Ian Bogost's A Slow Year

A Slow Year

Ian Bogost took slow-gaming to its logical conclusion with his "game poems" collection A Slow Year. It is (in part) an Atari 2600 cartridge made in 2010, decades after the console lost relevance. There's a game for each of the four seasons, and they're all about... slowness. There's a game about leaves falling from a tree in autumn, a game about drinking coffee in winter, a game about rain in spring, and a game about floating logs in summer. All rendered in rudimentary Atari VCS pixels. This slow gaming is ingrained in A Slow Year's programming. Bogost writes:

"For me, the Atari is a slow machine. The rush of setting up scan lines before the electron gun reaches a particular part of the screen, of 'racing the beam' as we call it--that part is fast. But the experience of programming it is slow. Every cycle counts. Nothing is wasted. It's computational Jainism. 

Morevover, there's no rush to finish. More than thirty years hence, there will be no more upgrades, no more gimmicks, no more killer apps. For once, it's possible to plumb the depths of a game console without worrying about competition, accessories, upgrades, expectations, shelf space. As I reflected on the concept of A Slow Year, I realized that I wanted to let this slowness become the game. It would be a game about sedate observation, but one that would embrace gameplay more earnestly than did Guru Meditation [one of Bogost's other games]. The slowness would be somehow intrinsic to the goals and action of the game, rather than exerting the force of a pun upon it. And it would become a game whose development time and release date I wouldn't let worry me."

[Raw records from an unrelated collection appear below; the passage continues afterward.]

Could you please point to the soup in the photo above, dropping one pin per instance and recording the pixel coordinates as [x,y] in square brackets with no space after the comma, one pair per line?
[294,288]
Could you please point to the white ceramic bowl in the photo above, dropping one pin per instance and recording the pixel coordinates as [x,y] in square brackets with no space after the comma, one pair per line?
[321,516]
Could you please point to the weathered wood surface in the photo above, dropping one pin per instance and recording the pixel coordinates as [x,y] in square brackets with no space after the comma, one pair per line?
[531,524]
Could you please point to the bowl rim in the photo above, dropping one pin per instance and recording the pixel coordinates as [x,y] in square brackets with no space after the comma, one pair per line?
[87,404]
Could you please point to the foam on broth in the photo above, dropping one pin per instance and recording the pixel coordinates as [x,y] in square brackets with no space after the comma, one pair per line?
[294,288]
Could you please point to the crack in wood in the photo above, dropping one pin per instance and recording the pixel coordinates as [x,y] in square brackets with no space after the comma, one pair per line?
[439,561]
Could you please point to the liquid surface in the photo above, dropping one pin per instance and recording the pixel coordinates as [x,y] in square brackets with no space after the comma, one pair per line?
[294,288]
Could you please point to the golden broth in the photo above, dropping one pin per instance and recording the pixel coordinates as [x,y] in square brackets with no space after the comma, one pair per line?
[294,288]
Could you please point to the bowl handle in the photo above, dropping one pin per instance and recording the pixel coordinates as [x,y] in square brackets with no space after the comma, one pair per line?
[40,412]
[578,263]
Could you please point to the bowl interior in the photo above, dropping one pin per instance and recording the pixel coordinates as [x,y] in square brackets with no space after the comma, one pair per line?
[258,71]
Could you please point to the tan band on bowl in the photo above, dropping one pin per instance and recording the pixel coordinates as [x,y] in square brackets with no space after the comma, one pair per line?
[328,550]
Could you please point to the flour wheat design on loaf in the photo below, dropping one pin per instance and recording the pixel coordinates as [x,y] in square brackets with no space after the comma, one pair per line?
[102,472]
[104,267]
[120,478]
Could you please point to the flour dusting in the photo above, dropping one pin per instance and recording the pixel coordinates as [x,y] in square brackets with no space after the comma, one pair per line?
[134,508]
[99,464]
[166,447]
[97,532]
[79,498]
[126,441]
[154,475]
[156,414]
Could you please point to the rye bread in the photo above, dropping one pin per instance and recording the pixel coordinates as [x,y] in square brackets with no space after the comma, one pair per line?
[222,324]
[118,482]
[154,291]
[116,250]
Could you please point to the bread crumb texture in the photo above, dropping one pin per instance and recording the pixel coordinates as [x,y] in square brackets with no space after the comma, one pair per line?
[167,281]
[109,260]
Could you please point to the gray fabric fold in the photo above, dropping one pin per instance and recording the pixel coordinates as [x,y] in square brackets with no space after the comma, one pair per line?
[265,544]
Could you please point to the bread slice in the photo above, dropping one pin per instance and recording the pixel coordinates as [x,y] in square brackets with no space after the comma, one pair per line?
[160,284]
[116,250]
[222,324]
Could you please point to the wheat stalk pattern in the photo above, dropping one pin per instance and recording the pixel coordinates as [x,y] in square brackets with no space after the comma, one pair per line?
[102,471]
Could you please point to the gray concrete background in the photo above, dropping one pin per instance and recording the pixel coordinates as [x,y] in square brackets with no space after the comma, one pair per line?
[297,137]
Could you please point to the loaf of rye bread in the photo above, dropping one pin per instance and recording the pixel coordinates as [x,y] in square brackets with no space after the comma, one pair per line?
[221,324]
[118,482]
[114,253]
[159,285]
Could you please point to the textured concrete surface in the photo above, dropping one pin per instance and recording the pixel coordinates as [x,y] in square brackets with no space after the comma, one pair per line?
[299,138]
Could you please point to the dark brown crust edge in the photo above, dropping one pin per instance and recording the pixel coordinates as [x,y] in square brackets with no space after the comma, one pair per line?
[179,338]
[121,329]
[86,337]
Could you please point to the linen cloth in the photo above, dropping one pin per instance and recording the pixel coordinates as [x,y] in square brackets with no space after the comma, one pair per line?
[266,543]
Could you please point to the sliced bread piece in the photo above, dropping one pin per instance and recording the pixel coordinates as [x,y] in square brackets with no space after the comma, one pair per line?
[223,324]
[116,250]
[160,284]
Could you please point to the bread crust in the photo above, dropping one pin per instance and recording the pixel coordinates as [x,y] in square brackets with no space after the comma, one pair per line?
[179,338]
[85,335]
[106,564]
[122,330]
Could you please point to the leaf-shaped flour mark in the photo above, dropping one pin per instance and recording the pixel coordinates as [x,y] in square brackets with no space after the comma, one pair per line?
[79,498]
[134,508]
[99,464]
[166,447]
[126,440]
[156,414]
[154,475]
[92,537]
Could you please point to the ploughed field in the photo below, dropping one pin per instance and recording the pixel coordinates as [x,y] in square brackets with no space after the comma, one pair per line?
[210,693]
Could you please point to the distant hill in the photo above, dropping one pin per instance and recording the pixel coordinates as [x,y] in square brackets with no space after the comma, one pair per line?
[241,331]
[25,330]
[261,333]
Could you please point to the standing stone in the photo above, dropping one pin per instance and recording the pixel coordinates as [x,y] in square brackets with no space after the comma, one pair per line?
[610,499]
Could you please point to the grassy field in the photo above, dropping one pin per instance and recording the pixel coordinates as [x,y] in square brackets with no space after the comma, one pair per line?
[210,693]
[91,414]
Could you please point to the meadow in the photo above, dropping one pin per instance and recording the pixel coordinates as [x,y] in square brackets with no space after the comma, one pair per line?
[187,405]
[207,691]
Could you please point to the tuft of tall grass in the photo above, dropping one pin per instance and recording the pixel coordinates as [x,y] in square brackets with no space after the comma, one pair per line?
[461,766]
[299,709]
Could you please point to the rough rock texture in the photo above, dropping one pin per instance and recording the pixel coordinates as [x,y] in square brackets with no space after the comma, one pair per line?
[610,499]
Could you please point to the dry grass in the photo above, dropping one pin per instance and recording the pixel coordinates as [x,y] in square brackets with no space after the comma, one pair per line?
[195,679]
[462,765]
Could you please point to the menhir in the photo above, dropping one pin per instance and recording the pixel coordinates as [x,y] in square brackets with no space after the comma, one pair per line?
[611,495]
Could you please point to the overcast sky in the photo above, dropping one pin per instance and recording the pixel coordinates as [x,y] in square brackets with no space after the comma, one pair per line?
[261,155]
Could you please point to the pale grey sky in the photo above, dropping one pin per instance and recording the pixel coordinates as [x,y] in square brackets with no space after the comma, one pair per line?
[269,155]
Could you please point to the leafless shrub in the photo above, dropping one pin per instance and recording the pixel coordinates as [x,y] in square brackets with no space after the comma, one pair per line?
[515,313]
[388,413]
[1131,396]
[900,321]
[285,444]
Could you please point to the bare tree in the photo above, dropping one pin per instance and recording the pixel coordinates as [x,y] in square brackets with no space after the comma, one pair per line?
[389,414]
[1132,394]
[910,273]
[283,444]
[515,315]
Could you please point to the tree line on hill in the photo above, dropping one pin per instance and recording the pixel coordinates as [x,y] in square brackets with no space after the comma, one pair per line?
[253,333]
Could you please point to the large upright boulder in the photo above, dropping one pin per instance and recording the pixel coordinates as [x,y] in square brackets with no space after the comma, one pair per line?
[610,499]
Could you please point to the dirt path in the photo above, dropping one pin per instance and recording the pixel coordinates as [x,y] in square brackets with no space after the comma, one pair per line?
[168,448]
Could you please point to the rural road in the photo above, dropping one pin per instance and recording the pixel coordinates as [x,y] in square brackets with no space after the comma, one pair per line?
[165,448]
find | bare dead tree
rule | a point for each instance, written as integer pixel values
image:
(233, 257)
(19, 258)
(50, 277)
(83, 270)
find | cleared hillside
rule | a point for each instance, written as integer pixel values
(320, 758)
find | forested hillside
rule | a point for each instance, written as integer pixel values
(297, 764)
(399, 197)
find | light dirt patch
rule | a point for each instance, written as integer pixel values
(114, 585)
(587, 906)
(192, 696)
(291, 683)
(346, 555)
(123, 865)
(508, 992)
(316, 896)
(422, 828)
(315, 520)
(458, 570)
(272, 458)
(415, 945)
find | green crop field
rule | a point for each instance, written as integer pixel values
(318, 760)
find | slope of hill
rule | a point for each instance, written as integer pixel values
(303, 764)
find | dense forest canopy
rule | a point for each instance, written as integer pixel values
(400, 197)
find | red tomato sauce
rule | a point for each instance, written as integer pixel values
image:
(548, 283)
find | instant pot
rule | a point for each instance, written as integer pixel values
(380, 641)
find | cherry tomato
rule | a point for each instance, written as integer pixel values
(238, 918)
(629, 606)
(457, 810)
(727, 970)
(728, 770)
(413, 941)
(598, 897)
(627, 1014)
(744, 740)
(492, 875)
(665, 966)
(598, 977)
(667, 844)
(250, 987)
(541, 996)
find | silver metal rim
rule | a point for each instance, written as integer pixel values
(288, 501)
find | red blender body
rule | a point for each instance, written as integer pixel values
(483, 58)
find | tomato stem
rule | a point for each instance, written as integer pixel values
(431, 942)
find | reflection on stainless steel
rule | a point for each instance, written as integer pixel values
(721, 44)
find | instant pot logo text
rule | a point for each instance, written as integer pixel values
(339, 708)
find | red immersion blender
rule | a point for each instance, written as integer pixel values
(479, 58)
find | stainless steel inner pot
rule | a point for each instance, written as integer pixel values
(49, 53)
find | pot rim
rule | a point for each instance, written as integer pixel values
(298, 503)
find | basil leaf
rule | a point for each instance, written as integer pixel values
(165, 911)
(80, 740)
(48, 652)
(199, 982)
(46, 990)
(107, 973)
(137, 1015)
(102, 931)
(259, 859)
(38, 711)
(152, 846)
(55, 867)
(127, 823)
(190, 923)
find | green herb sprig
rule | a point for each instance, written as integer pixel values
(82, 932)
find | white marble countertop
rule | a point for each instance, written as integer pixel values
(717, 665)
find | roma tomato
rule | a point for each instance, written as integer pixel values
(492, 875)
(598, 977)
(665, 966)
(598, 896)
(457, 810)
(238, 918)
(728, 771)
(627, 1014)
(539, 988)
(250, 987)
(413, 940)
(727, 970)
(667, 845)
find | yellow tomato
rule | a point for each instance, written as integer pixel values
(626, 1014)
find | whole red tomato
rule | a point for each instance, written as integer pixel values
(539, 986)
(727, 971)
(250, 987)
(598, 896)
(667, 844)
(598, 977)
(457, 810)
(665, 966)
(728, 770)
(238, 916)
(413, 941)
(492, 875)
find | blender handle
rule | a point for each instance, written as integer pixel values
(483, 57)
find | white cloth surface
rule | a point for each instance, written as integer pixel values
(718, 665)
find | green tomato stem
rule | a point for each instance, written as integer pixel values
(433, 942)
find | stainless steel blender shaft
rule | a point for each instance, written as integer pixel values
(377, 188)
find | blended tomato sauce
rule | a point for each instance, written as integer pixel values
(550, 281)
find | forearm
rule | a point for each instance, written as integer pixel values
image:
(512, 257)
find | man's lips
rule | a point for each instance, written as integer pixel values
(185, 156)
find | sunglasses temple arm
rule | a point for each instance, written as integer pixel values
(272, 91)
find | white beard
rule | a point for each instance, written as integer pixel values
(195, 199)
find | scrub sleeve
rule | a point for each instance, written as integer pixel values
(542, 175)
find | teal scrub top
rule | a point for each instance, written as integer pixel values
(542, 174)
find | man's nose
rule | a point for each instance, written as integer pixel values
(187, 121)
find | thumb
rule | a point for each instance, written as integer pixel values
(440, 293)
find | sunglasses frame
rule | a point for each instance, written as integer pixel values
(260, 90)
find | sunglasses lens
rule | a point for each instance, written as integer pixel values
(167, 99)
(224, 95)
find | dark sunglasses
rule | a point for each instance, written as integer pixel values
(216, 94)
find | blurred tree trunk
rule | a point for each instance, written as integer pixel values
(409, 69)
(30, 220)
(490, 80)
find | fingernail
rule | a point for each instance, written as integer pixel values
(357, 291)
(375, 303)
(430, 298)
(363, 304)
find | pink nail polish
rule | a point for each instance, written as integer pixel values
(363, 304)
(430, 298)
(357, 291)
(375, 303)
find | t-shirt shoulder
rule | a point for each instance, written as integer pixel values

Finally, the games industry has become old enough that we can reflect on our past to meditate on our present. This falls in line with William Shakespeare's sonnets, reflections on a poem structure dating back centuries before his birth, or cinema's recent reflection on silent film in a modern context with Michel Hazanavicius' The Artist. It's no coincidence many of today's other pensive independent games, fromProteus to Terry Cavanagh's Don't Look Back to Jason Rohrer's Passage, borrow art styles and structures from the medium's past.


Clearly these slow games tap into some sort of unfulfilled need for players to become part of Alexander Galloway's "pure process." The industry's roots in arcades have been holding it back--people still think games should be goal-oriented adrenaline-pushers. But the medium and its audience have matured, and digital distribution makes it easier than ever for independent game designers with "slow" ideas to have their voices heard. We've reached the point where slow games are commercially viable. And it's only going to get slower.